Acrescente-se que as receitas das taxas pagas pelos Sistemas de Gestão de Resíduos Urbanos revertem a favor do Fundo Ambiental, supostamente destinadas a investir neste mesmo setor, de modo a corrigir os motivos que levam ao desvio do seu desempenho face às metas.
Porém, tal como se verificou com a pandemia, também as medidas que estão a ser adotadas para mitigar a escalada de preços dos combustíveis, muitas delas financiadas pelo mesmo Fundo Ambiental – para o qual o setor contribui por não conseguir cumprir as metas que o próprio Governo reconhece pública e externamente que se deve a motivos alheios ao próprio setor – não abrangem as atividades de natureza pública e essencial de recolha e tratamento de resíduos urbanos que, como se pode facilmente perceber, também precisam de combustíveis para a sua realização.

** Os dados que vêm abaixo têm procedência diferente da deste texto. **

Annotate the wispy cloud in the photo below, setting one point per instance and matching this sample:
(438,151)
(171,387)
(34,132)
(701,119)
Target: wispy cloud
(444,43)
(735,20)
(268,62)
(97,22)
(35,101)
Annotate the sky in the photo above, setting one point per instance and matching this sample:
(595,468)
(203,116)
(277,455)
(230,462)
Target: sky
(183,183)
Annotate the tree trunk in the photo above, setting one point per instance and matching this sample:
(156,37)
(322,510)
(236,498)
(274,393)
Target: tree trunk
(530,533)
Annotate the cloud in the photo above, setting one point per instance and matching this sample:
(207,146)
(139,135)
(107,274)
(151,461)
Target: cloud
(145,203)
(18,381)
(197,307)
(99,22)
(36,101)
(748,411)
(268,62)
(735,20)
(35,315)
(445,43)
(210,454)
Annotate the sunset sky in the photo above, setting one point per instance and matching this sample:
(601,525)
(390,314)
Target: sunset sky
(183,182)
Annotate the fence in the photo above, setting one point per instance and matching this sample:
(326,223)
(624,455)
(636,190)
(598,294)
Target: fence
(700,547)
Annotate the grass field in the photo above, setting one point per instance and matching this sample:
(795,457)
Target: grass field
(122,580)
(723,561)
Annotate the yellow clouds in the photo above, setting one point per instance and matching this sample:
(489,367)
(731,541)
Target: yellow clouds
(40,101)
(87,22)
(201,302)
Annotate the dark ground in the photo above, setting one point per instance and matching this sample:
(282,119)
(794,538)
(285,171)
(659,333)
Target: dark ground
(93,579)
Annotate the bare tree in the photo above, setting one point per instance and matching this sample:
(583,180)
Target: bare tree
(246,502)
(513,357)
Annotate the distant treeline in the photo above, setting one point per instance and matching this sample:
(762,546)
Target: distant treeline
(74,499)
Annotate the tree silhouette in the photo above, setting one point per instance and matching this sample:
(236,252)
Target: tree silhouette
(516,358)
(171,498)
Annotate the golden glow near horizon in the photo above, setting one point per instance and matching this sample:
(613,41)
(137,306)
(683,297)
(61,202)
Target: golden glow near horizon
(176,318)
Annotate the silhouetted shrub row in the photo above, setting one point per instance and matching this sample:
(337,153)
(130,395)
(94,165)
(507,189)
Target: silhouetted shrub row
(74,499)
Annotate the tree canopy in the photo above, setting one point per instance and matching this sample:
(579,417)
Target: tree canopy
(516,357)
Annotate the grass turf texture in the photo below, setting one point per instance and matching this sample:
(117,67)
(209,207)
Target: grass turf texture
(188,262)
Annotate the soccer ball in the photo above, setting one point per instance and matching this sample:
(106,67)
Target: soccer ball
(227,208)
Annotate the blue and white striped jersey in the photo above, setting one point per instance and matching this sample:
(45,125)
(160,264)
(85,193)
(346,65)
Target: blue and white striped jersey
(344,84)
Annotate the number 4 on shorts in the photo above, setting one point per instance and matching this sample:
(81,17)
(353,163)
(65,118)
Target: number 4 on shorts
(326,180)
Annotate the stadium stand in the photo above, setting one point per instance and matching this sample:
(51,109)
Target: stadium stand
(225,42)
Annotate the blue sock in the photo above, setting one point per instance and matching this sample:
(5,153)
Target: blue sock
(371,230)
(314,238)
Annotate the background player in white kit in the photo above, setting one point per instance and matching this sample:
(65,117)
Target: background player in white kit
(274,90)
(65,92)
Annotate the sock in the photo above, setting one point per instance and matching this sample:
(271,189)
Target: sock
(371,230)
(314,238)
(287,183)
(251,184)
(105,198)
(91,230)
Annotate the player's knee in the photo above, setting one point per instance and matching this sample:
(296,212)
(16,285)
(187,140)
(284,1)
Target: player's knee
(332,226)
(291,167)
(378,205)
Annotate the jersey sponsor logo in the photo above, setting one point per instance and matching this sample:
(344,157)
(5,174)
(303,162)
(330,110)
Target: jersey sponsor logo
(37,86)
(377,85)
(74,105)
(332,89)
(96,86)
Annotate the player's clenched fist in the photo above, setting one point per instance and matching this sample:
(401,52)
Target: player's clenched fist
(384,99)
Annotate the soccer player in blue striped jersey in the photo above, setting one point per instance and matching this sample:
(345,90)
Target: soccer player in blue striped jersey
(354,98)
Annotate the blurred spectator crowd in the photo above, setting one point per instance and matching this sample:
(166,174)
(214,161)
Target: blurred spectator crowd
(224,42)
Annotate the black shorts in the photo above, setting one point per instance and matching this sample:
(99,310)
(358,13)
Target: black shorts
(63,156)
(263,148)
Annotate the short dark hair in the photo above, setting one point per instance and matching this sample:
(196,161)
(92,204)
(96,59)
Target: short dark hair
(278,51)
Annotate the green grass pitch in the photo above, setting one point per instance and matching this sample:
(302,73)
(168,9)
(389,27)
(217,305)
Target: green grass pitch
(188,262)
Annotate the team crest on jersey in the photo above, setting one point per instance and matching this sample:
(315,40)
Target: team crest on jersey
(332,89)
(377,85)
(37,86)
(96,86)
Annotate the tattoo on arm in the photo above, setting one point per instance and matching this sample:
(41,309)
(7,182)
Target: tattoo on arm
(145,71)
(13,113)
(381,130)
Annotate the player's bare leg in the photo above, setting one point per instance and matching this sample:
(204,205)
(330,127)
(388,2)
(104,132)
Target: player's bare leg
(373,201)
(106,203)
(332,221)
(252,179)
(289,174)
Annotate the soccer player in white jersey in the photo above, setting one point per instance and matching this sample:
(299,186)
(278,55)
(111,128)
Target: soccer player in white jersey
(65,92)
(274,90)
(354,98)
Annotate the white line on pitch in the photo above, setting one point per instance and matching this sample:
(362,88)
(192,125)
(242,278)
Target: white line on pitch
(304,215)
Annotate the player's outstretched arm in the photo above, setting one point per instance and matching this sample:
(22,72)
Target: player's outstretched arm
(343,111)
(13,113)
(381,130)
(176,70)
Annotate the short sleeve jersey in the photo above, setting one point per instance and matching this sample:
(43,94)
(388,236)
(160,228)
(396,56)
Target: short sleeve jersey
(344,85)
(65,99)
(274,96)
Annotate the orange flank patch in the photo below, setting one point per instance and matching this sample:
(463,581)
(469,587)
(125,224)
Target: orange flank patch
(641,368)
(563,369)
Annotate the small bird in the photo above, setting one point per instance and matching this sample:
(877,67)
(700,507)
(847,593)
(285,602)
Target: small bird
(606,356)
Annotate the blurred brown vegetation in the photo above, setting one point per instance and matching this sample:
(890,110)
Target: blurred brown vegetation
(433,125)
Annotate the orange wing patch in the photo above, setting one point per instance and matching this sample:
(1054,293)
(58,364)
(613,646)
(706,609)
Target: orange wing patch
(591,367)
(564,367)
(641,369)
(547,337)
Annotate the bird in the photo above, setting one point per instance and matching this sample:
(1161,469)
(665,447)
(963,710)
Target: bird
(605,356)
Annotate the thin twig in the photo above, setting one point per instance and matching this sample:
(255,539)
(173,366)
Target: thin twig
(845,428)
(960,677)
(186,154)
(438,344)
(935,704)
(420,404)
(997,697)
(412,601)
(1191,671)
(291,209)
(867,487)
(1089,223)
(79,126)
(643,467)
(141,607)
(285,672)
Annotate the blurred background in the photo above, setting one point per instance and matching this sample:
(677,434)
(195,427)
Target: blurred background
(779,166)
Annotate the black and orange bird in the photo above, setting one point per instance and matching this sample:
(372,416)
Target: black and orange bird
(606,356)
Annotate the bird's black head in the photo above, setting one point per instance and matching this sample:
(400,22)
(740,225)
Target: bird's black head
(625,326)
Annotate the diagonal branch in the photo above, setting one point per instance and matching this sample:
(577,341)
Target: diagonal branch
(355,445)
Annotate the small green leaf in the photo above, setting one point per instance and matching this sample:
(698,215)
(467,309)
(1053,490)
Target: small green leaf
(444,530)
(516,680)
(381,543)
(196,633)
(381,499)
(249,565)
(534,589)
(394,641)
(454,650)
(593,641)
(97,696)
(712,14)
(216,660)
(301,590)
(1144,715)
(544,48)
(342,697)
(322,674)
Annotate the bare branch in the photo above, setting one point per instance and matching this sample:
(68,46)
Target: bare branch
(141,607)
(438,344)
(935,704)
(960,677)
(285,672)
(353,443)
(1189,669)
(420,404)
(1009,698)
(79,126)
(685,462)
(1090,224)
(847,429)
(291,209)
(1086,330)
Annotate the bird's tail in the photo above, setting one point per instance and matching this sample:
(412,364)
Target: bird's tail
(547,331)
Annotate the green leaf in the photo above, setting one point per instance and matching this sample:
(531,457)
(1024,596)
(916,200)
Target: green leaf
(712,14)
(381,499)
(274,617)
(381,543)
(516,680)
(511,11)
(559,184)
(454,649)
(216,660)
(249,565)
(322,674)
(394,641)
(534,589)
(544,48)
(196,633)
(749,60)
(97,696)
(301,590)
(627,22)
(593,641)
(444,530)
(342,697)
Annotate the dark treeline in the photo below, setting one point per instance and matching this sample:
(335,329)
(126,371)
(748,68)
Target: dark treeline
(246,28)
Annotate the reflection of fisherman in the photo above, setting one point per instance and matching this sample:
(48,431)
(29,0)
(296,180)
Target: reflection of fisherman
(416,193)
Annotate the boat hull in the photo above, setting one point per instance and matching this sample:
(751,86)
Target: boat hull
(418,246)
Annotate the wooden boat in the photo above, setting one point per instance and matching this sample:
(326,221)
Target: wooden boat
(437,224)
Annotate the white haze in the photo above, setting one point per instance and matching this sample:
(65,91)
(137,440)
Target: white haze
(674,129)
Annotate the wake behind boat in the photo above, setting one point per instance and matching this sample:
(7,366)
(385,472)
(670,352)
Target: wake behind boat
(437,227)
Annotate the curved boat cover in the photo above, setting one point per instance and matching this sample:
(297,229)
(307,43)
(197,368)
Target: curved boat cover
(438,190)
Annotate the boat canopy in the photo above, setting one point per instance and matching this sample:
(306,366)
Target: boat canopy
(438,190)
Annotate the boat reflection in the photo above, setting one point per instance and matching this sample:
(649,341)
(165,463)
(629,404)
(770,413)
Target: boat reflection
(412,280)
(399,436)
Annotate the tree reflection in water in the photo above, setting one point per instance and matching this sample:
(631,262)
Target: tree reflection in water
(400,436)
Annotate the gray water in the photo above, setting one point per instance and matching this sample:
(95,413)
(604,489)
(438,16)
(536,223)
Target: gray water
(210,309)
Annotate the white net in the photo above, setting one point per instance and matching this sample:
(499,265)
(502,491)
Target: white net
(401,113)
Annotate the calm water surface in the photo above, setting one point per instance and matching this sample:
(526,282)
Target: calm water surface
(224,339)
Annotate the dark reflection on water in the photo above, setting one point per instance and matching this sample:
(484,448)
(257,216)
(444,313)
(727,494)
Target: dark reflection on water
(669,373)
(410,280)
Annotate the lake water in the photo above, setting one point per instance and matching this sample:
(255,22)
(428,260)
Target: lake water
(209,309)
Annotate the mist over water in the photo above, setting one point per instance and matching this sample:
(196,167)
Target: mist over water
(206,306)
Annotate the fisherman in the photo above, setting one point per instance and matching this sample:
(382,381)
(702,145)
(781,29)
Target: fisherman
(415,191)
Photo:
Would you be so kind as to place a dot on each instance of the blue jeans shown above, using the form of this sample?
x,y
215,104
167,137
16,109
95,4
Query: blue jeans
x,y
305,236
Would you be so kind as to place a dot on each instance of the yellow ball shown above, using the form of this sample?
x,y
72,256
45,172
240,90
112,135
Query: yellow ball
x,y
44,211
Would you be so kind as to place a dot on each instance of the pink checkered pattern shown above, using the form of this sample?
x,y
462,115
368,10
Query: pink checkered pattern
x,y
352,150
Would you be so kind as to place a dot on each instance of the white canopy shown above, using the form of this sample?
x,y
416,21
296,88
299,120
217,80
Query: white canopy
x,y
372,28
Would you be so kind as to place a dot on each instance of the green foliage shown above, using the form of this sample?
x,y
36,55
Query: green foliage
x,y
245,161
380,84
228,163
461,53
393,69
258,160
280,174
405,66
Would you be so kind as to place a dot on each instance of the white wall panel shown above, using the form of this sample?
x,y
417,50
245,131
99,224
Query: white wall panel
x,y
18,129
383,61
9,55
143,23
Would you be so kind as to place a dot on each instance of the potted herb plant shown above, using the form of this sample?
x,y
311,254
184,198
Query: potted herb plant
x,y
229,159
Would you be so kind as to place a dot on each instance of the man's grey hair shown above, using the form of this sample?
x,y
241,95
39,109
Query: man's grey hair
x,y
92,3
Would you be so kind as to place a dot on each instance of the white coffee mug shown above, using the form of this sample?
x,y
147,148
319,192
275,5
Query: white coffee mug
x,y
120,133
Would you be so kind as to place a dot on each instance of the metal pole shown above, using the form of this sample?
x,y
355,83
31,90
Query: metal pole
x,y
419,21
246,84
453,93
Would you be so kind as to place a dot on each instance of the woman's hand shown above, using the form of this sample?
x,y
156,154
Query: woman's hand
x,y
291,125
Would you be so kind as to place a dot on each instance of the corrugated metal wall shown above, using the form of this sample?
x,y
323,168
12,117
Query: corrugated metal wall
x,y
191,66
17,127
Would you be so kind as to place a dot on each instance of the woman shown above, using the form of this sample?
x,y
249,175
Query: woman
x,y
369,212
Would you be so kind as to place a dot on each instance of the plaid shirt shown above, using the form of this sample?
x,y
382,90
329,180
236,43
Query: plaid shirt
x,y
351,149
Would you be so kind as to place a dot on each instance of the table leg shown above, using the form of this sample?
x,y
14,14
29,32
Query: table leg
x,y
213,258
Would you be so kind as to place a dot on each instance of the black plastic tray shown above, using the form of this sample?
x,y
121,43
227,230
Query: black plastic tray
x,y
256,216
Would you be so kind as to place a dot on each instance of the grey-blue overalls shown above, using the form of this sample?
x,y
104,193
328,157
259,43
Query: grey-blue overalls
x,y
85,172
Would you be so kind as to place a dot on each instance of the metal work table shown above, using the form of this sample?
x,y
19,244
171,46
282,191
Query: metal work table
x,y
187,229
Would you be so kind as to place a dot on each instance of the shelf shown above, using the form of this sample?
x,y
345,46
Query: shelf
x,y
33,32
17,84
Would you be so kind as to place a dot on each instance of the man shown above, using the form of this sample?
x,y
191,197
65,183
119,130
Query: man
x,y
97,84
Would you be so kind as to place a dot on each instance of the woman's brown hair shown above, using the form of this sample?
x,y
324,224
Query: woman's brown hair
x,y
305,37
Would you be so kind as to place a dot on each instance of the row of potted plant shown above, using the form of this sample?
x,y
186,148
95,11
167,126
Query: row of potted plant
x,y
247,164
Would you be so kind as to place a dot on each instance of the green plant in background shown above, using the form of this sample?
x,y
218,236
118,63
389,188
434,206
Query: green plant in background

Esta ausência de interesse generalizado por parte das políticas públicas, com particular responsabilidade dos responsáveis da área do ambiente, pelo tratamento de resíduos urbanos, não é nova nem recente, mas é absolutamente incompreensível. A menos que haja uma consciencialização pública da sua importância e da prioridade que é evidente, desde logo pelo seu papel em todas as políticas ambientais, desde o combate à poluição e às alterações climáticas à suficiência energética de fontes renováveis, Portugal permanecerá como um país que a par de um dos melhores desempenhos de políticas energéticas, a nível europeu, obtém um dos piores resultados no desempenho de tarefas que até contribuem para o sucesso da política energética, mas que não beneficiam nem do investimento nem do mesmo entusiasmo.